Dengan mengusung tema “Experiences, Challenges, and New Trends in Neurology”, FINEST 2025 dihadiri oleh sejumlah tokoh penting di bidang kesehatan, di antaranya Kepala Dinas Kesehatan Sumbar dr. Aklima, MPH, Ketua Kolegium Neurologi Indonesia Prof. DR. Dr. Syahrul SpN, Subsp NIOO(K), serta Ketua Ikatan Dokter Indonesia Wilayah Sumatera Barat DR. dr. Roni Eka Saputra, SpOT(K), Spine. Turut hadir pula perwakilan dari PERDOSNI se-Sumatera, guru besar, serta para neurolog dari berbagai wilayah.
Dalam sambutannya, Gubernur Mahyeldi mengangkat isu serius mengenai meningkatnya kasus gangguan neurologis di Indonesia, khususnya di Sumatera Barat. Ia menyebut stroke sebagai salah satu penyakit tidak menular yang paling banyak menyebabkan disabilitas dan kematian.

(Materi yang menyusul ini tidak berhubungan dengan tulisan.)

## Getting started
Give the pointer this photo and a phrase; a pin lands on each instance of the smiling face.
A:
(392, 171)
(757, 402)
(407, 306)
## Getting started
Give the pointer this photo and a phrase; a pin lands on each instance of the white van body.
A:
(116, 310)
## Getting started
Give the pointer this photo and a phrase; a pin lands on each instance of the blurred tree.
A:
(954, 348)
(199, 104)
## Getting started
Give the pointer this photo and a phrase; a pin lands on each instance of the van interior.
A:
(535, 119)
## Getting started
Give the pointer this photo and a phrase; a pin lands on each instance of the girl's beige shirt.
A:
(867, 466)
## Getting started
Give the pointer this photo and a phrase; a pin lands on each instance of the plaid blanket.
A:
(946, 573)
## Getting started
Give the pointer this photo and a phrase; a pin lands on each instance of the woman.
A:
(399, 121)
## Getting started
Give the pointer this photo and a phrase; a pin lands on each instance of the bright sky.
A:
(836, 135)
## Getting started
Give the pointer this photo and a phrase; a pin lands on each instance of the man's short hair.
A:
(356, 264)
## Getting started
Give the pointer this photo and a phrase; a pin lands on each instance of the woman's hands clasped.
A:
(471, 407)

“Prevalensi stroke di Indonesia mencapai 8,3 per 1.000 penduduk. Namun di Sumatera Barat angkanya lebih tinggi, yaitu 8,8 per 1.000 penduduk,” ungkap Gubernur Mahyeldi.
Lebih lanjut, ia mengutip data Global Burden of Disease (GBD) 2021 yang menunjukkan bahwa gangguan neurologis mengalami peningkatan beban penyakit sebesar 18% sejak tahun 1990, bahkan melampaui penyakit jantung dan pembuluh darah.
Selain prevalensi yang tinggi, Mahyeldi juga menyoroti beban biaya kesehatan yang ditimbulkan oleh stroke.
“Tahun 2023 saja, pembiayaan akibat stroke mencapai Rp5,2 triliun. Ini angka yang sangat besar dan menunjukkan pentingnya upaya pencegahan sejak dini,” jelasnya.
Ia menekankan pentingnya gaya hidup sehat sebagai langkah preventif, seperti menjaga pola makan, rutin berolahraga, menghindari rokok dan alkohol, serta deteksi dini melalui program-program seperti Cek Kesehatan Gratis (CKG) yang telah dijalankan pemerintah.
Ketua Kolegium Neurologi Indonesia, Prof. Dr. Syahrul juga memperkuat pernyataan Gubernur dengan menyampaikan data global yang mengkhawatirkan.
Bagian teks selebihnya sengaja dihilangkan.